Vender: «Schivo e votato al lavoro era un piccolo Cuccia cattolico»

«Fu ai vertici quando non si facevano grandi fortune»

«Un gran lavoratore, perbene, schivo, una sorta di piccolo Cuccia cattolico». Così Jody Vender, finanziere di grido negli anni Ottanta, ricorda Gianmario Roveraro quando si muoveva negli alti ranghi della finanza milanese. «Parlava sempre a voce bassissima, come fanno i preti in confessionale. A volte era quasi impossibile capire cosa sussurrava». Di Roveraro, Vender ricorda la sua uscita di scena, «un epilogo infelice» dopo la sua esperienza in Akros, la società da lui fondata e dalla quale uscì dopo aver sfiorato il fallimento: «Fino ad allora, seppure nel suo stile defilato e mai eccentrico, era stato uno dei protagonisti della finanza italiana. Quello di Akros deve essere stato certamente un duro colpo per lui, che sperava nella fusione con Sopaf, la finanziaria da me controllata. Io ero favorevole, ma gli azionisti di Akros bocciarono quella mossa e per lui credo sia stata una batosta». «Sono rimasto a bocca aperta quando ho saputo la notizia», spiega Vender, che sembra non credere molto alla vicenda del rapimento: «Non si può dire che fosse un uomo ricco o che si fosse arricchito come dirigente.
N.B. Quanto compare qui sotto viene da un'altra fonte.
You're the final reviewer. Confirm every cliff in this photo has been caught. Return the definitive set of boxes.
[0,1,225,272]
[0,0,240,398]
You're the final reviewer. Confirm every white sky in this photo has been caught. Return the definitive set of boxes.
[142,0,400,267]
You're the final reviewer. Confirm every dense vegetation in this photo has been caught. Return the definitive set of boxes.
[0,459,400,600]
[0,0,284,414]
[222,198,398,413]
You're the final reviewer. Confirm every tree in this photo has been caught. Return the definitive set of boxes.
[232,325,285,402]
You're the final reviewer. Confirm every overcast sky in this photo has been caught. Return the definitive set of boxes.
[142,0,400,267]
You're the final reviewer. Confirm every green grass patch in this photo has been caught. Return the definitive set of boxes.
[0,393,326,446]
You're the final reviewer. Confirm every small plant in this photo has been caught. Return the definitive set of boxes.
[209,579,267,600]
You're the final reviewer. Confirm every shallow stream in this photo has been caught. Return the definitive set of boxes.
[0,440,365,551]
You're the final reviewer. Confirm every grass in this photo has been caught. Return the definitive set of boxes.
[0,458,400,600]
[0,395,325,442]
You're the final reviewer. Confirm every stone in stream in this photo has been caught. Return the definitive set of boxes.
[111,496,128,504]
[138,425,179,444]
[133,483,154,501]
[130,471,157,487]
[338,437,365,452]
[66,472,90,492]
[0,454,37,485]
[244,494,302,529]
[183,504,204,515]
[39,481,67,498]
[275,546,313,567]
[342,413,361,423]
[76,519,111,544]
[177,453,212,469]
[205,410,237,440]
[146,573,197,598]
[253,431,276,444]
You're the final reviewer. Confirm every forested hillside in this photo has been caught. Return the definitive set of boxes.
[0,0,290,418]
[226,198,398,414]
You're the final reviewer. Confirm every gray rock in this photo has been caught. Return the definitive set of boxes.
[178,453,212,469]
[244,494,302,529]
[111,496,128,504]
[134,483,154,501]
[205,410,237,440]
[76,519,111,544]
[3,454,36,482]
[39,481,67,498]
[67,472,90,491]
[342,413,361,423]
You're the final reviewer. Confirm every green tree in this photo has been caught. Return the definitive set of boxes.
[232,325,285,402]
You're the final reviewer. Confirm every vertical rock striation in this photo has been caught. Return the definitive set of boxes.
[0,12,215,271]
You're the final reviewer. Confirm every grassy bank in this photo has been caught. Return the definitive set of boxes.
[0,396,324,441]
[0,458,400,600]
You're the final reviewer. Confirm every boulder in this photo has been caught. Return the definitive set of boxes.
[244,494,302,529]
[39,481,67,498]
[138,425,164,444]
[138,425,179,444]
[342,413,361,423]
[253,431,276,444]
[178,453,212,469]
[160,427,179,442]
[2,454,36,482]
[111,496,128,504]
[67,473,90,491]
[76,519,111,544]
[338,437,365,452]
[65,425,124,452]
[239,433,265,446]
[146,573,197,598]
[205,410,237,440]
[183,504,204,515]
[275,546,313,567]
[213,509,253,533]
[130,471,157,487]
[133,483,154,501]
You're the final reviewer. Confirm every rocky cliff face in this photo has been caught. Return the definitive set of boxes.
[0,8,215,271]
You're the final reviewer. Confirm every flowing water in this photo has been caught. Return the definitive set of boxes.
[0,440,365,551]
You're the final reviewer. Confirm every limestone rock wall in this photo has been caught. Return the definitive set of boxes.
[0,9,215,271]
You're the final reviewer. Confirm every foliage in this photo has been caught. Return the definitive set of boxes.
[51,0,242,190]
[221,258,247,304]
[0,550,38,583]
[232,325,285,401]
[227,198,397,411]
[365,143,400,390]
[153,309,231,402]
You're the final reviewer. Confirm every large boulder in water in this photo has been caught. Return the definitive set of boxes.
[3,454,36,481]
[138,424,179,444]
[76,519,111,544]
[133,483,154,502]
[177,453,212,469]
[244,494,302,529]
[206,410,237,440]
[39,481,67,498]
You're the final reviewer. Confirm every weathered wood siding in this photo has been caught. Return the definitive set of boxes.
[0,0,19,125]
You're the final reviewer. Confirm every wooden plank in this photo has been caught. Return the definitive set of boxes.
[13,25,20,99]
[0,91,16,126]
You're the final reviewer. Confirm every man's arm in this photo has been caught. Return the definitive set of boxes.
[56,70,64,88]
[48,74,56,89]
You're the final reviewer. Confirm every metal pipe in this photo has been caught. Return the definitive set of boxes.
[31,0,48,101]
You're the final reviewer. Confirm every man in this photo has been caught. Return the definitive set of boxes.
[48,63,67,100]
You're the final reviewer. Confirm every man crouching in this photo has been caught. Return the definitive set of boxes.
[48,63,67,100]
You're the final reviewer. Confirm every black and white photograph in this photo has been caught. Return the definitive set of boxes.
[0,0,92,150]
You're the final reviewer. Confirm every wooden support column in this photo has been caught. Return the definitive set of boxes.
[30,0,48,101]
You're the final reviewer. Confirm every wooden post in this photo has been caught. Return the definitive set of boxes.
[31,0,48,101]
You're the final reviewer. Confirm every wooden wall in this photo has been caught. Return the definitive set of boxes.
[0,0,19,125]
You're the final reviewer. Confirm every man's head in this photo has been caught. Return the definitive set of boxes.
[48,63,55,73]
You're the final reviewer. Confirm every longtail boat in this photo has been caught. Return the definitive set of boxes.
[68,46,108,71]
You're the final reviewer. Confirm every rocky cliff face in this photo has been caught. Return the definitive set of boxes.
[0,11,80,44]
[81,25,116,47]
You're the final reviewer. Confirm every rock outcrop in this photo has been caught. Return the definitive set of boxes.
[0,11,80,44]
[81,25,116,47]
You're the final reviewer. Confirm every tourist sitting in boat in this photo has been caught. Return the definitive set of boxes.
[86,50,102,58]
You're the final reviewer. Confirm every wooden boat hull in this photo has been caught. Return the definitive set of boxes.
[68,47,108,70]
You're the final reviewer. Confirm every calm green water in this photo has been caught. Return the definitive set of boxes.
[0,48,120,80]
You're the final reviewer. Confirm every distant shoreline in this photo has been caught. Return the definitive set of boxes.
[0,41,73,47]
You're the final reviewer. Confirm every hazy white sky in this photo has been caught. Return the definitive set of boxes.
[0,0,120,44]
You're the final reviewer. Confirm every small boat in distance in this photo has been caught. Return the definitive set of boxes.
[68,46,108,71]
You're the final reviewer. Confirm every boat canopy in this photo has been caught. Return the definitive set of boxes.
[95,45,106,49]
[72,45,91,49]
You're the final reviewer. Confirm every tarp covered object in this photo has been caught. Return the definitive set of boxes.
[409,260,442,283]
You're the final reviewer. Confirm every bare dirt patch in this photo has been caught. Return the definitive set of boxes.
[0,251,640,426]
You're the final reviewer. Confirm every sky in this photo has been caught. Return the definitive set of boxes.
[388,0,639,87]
Quelli erano anni in cui anche se occupavi posti di vertice, non venivi pagato con cifre spropositate come si fa adesso». Tra l'altro, aggiunge il finanziere, «la sua attività di beneficenza, il suo impegno nel sociale erano arcinoti anche nell'ambiente. Molti dei soldi che ha guadagnato li ha spesi in opere di bene».